Re: avoid multiple hard links to same WAL file after a crash

From: Michael Paquier <michael(at)paquier(dot)xyz>
To: Nathan Bossart <nathandbossart(at)gmail(dot)com>
Cc: Greg Stark <stark(at)mit(dot)edu>, Tom Lane <tgl(at)sss(dot)pgh(dot)pa(dot)us>, Robert Haas <robertmhaas(at)gmail(dot)com>, "pgsql-hackers(at)postgresql(dot)org" <pgsql-hackers(at)postgresql(dot)org>
Subject: Re: avoid multiple hard links to same WAL file after a crash
Date: 2022-04-27 07:09:20
Message-ID: YmjsIGw3SS2zb5Yd@paquier.xyz
Views: Raw Message | Whole Thread | Download mbox | Resend email
Thread:
Lists: pgsql-hackers

On Tue, Apr 26, 2022 at 01:09:35PM -0700, Nathan Bossart wrote:
> Here is an attempt at creating something that can be back-patched. 0001
> simply replaces calls to durable_rename_excl() with durable_rename() and is
> intended to be back-patched. 0002 removes the definition of
> durable_rename_excl() and is _not_ intended for back-patching. I imagine
> 0002 will need to be held back for v16devel.

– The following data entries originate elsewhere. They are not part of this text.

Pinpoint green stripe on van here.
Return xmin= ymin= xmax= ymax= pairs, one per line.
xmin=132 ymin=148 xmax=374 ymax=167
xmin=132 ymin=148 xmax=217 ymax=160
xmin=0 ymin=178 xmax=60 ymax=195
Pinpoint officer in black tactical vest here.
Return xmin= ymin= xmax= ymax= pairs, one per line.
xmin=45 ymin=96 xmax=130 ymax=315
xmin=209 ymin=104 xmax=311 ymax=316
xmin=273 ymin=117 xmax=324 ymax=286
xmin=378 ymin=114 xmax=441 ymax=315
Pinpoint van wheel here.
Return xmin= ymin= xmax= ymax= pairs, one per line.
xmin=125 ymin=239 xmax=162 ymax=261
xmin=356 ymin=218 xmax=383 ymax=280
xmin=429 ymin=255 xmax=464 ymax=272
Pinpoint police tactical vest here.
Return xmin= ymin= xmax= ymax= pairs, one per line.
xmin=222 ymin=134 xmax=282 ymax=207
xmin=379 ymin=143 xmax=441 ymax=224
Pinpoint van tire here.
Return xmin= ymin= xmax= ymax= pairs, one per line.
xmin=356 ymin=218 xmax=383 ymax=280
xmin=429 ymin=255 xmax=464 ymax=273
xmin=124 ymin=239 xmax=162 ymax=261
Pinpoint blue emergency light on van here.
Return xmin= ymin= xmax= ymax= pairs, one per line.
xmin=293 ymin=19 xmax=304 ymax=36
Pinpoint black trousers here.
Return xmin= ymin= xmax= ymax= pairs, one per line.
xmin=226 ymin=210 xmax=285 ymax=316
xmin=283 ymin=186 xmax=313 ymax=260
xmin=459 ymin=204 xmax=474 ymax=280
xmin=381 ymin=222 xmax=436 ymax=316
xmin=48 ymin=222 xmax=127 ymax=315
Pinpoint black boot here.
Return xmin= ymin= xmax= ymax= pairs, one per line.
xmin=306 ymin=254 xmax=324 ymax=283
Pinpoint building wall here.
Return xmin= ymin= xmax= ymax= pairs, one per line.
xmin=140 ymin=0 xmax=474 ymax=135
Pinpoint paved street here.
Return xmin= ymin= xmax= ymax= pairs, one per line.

I would not mind applying 0002 on HEAD now to avoid more uses of this
API, and I can get behind 0001 after thinking more about it.

> I think back-patching 0001 will encounter a couple of small obstacles. For
> example, the call in basic_archive won't exist on most of the
> back-branches, and durable_rename_excl() was named durable_link_or_rename()
> before v13. I don't mind producing a patch for each back-branch if needed.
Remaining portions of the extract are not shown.